Letter From the President
Greg Nawrocki
President, Globus Consortium
Greg NawrockiWelcome to the premier edition of the Globus Consortium Journal. For this first issue, I wanted to take a quick moment to introduce myself and explain the reasoning behind the creation of this newsletter.

Prior to my involvement in the Globus Consortium I worked for Ian Foster in the Distributed Systems Laboratory at Argonne National Laboratory. Many of you also know me as the Program and Conference Chair for the last two GlobusWORLD events. In my new role as the President of the Globus Consortium, I'm now working with HP, IBM, Intel, Sun, Nortel and Univa on the commercial advancement of the Globus Toolkit. We all know how widely used and successful the Globus Toolkit has been in science and academia. We're now experiencing a groundswell of enterprise interest in the Globus Toolkit (and particular excitement around the new enterprise capabilities of the Globus Toolkit 4.0) -- so working with the vendors that are addressing this market opportunity has been quite interesting so far.

So why did we decide to create this Globus Consortium newsletter?

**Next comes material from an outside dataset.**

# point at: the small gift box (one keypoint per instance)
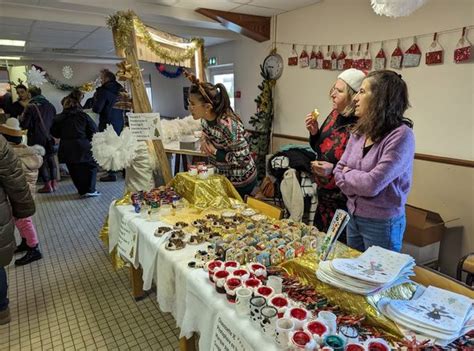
(434, 55)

First and foremost, because the Globus Consortium and its members believe that the open source Grid movement needs a louder voice in the commercial-level discussions. Our belief is that open source will be the key to Grid in enterprise. Wide scale Grid adoption depends on a standards based infrastructure. This hedges bets against homogeneity and "vendor lock-in," and allows for a diverse, heterogeneous infrastructure. The Consortium is here for the purpose of allowing a set of commercial providers who care about the Toolkit to come together in an open forum and put their thoughts, manpower and money into driving it forward through commercial use. We see this newsletter as a way of documenting the Globus Toolkit's progress in the commercial sector.

Perhaps even more important, we saw the need for a forum where the Grid discussions go deeper than cheerleading and hype, and actually address the obstacles to enterprise adoption. As you'll read in this issue's Q&A with Dan Kusnetzky from IDC, in many ways Grid is at odds with the fundamental buying patterns of enterprise professionals, and most enterprise decision makers are still not very familiar with the Globus Toolkit. As you'll read in Ian Foster's column, there has been general confusion about the difference between organizations like the Global Grid Forum, the Globus Consortium and the Enterprise Grid Alliance. We see this newsletter as a vehicle to clarify misconceptions, proactively identify and discuss specific challenges, and to generally focus the industry dialogue on the open source Grid themes and directions that matter most.

This newsletter will also play a role in tracking specific Grid projects and success stories in the enterprise, so that other organizations contemplating Grid have a nice cache of "lessons learned" to tap into. For all of the great results that the Globus Toolkit has achieved since its creation in the mid-90's, the tracking and measurement of those results (especially in the commercial sector) has not been especially good.

Those who have attended GlobusWORLD know of my penchant for collecting statistics from the Grid computing and Globus Toolkit user community via the on-line registration questions and the printed surveys distributed at the event. I've learned a great deal from these and feel that they present a unique perspective on the Grid computing market that is unequalled. I'd like to share some of these findings with you as well as other information I come across in my capacity as President of the Consortium.

Lastly, I'd like this newsletter to be an effective recruiting tool for new members. I am very excited not only about the projects we have undertaken within the Consortium but also the community we are building of true enterprise class users of the Globus Toolkit. There are certainly enumerated benefits to Consortium membership, but there are also those that are a bit more intangible. The contacts and professional relationships that are being built as members of the Globus Consortium are of great importance and clearly one of the greatest benefits the Consortium presents.

Thank you again for taking the time to read this update. I look forward to reporting on the activities of the Consortium, sharing interesting tidbits on the Grid computing market as we discover them, and certainly including thoughts and feedback from readers in future issues.